David ha passato un anno in un centro di accoglienza vicino Viterbo, “un posto sperduto nelle campagne con tanti cinghiali”, di Roma ha visto solo la stazione Termini ma vorrebbe tanto visitarla. Ha ricevuto il contributo di 75 euro al mese, 2,5 al giorno, previsto per le piccole spese ma che qualche volta è riuscito anche a mandare ai suoi familiari, con cui ha ripreso i contatti. Ora deve lasciare il centro, cercarsi un posto dove dormire e un lavoro.
Lì fuori non conosce nessuno se non la comunità gay nigeriana in Italia che potrebbe essere un punto d’appoggio. Hanno una chat e un gruppo su WhatsApp con cui diffondono notizie di persecuzioni contro omosessuali in Nigeria e due-tre volte l’anno si radunano in una città del Nord Italia. “Da noi non ci sono locali e a volte di nascosto organizzano piccole feste in hotel a costi enormi – spiega David – queste sono le foto degli arrestati in seguito all’ultima retata della polizia, è molto triste che i miei coetanei finiscano in carcere per voler esprimere la propria sessualità”.
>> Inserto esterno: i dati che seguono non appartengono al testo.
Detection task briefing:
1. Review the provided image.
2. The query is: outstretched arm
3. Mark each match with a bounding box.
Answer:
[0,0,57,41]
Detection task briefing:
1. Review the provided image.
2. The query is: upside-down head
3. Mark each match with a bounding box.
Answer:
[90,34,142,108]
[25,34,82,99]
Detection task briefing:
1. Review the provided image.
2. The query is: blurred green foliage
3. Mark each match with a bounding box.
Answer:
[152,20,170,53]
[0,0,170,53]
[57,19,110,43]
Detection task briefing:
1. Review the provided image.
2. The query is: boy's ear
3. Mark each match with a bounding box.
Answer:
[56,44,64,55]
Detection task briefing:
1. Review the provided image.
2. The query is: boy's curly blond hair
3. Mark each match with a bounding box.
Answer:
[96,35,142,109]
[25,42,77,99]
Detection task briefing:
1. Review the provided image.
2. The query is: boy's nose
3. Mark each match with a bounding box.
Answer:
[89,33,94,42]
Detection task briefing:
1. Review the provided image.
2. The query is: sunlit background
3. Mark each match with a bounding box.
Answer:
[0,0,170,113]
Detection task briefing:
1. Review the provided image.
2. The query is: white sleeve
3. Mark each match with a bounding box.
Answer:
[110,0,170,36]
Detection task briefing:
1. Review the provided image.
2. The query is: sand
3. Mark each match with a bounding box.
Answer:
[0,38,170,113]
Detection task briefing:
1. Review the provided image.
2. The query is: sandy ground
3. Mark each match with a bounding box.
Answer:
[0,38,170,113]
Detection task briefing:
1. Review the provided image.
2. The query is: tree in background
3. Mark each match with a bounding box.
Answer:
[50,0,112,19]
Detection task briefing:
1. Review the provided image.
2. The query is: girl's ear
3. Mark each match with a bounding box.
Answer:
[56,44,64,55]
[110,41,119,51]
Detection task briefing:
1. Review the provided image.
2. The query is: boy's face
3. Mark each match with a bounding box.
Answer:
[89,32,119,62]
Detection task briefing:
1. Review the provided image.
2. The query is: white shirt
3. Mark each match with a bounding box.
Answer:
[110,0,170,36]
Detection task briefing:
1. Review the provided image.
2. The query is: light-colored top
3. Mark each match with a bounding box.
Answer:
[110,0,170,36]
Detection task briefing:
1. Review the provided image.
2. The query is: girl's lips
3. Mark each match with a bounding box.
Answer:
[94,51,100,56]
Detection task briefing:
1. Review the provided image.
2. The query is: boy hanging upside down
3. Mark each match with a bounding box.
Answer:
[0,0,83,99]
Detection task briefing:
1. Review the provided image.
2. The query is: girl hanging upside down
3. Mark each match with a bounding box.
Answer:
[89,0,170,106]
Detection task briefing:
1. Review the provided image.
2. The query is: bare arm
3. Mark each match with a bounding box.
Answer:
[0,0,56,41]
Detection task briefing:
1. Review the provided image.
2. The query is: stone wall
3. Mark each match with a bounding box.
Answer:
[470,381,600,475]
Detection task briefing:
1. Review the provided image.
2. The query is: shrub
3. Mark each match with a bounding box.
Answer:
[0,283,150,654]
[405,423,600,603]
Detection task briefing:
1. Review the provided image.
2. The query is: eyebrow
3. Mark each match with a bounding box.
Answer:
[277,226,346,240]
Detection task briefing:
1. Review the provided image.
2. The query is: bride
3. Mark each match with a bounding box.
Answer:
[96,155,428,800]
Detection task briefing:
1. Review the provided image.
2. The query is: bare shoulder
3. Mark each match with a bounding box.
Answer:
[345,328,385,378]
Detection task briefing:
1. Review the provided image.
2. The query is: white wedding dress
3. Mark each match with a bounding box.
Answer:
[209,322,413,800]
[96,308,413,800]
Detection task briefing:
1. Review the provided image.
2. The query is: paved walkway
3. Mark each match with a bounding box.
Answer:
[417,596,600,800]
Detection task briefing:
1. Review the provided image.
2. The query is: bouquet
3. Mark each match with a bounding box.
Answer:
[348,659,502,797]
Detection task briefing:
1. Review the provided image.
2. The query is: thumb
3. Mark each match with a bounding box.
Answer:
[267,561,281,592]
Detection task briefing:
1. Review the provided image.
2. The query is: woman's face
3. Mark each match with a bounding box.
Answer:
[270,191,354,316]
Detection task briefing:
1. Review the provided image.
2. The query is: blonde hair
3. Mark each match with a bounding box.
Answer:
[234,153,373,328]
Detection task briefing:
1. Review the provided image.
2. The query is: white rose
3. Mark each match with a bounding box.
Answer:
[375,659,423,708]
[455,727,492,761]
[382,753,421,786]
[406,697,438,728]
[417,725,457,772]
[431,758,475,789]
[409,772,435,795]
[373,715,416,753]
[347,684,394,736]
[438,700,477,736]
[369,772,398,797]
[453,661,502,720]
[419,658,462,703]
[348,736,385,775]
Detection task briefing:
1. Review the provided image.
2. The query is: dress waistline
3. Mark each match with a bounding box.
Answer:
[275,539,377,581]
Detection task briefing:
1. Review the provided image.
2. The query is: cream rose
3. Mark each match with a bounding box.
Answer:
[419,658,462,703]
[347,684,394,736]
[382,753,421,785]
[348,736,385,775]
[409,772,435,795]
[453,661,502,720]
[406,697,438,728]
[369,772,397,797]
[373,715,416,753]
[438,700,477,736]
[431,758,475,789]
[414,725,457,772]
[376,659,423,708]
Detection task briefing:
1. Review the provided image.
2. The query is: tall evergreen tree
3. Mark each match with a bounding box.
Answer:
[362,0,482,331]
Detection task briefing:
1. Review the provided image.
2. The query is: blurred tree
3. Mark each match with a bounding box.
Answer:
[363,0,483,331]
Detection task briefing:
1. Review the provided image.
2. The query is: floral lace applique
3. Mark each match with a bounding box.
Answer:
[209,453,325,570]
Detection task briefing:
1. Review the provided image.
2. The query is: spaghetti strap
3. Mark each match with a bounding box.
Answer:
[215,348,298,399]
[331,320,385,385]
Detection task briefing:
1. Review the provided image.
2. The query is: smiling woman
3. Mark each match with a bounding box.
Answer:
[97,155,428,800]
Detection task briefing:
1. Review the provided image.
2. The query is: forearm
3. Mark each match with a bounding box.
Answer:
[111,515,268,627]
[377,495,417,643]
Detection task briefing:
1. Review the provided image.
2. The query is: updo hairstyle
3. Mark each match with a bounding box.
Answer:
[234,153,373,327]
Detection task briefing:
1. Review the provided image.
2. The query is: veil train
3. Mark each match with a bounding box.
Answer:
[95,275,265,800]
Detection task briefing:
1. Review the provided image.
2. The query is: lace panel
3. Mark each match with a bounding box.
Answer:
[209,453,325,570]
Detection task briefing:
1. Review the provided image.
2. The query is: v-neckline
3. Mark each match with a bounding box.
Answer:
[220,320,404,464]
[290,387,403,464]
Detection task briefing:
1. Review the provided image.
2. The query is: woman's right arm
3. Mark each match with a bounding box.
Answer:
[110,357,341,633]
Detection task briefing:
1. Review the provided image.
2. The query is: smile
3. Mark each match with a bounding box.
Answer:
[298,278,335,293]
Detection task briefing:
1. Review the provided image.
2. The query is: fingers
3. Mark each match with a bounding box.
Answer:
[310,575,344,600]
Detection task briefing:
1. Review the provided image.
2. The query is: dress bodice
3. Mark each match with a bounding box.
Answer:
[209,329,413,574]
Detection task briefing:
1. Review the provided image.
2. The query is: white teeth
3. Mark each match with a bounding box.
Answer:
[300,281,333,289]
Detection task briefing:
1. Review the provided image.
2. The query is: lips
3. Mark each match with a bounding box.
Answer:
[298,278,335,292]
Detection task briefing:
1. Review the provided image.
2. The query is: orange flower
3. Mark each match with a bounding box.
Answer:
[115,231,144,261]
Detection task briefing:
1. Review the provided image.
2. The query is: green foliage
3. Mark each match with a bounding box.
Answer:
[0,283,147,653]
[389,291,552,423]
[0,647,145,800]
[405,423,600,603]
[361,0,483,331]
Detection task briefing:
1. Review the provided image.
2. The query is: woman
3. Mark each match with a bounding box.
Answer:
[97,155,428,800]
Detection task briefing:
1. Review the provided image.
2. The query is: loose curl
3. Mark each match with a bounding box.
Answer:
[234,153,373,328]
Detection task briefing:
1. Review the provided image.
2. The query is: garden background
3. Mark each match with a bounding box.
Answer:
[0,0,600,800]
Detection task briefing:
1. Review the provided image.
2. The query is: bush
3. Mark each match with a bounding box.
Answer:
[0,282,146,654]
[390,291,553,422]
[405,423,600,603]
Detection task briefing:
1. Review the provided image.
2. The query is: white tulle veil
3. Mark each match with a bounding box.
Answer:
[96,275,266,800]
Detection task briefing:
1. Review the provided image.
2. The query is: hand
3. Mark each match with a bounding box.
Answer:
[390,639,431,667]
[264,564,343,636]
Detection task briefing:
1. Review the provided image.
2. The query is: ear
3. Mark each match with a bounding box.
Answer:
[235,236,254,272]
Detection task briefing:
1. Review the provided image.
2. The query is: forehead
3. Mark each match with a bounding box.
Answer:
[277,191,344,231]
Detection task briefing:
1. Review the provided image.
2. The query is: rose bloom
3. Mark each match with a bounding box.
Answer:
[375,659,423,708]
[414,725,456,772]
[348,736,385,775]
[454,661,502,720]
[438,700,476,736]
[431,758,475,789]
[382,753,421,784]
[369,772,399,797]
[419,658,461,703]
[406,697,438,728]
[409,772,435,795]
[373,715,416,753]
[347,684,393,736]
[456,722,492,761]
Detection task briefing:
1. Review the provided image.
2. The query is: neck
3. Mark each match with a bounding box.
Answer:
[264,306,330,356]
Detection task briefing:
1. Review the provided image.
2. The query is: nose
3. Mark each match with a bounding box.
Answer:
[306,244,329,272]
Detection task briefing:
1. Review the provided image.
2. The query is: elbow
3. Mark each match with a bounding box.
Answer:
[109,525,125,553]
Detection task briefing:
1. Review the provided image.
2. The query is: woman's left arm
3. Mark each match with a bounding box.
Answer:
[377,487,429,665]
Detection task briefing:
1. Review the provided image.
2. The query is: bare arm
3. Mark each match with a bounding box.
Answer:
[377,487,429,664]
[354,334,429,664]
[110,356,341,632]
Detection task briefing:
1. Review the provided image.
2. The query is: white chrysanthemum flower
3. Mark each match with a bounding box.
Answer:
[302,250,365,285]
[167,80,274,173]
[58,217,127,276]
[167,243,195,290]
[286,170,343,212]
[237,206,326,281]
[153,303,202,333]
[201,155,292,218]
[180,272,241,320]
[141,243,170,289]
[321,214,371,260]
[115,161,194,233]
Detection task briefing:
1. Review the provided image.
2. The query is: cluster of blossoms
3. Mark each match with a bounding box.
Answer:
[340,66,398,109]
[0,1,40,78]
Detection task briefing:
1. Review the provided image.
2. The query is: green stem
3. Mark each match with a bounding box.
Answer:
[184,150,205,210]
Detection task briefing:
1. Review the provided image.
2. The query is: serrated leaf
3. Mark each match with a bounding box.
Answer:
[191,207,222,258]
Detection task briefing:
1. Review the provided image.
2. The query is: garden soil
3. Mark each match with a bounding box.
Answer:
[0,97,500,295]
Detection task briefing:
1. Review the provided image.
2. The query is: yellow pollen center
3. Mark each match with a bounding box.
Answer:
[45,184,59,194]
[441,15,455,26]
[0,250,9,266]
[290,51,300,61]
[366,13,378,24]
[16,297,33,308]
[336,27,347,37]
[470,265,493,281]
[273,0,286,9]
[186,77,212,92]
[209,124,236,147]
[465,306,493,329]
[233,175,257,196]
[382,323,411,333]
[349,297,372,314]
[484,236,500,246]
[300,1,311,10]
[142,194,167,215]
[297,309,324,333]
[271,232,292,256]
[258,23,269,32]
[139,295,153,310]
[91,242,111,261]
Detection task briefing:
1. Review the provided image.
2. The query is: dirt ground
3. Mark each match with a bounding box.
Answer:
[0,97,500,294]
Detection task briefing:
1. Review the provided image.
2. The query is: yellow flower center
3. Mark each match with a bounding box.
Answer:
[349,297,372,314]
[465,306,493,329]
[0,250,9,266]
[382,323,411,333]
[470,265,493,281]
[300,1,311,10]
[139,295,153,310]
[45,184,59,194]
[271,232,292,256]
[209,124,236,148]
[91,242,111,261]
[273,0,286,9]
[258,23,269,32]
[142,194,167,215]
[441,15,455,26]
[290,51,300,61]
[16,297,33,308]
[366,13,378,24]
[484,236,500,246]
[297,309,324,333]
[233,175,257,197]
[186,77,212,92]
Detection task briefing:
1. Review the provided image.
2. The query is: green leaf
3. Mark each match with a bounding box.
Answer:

Nel centro David si sente protetto ma isolato dal mondo: nessuno osa prenderlo in giro perché potrebbe essere cacciato. Sta imparando a fatica l’italiano, mentre conosce a memoria l’inno di Mameli che ama cantare col suo “elmo di Scemio”. A distanza di un anno non riesce ancora a dormire bene, di notte si affacciano incubi e tremori. Il mare, con le sue onde, gli fa paura e non comprende perché a noi piaccia così tanto. “Carpe diem” riporta la calamita sul frigorifero. “Che posto è?” mi chiede David. “Non è un posto ma forse un luogo dell’anima che fa parte di te”.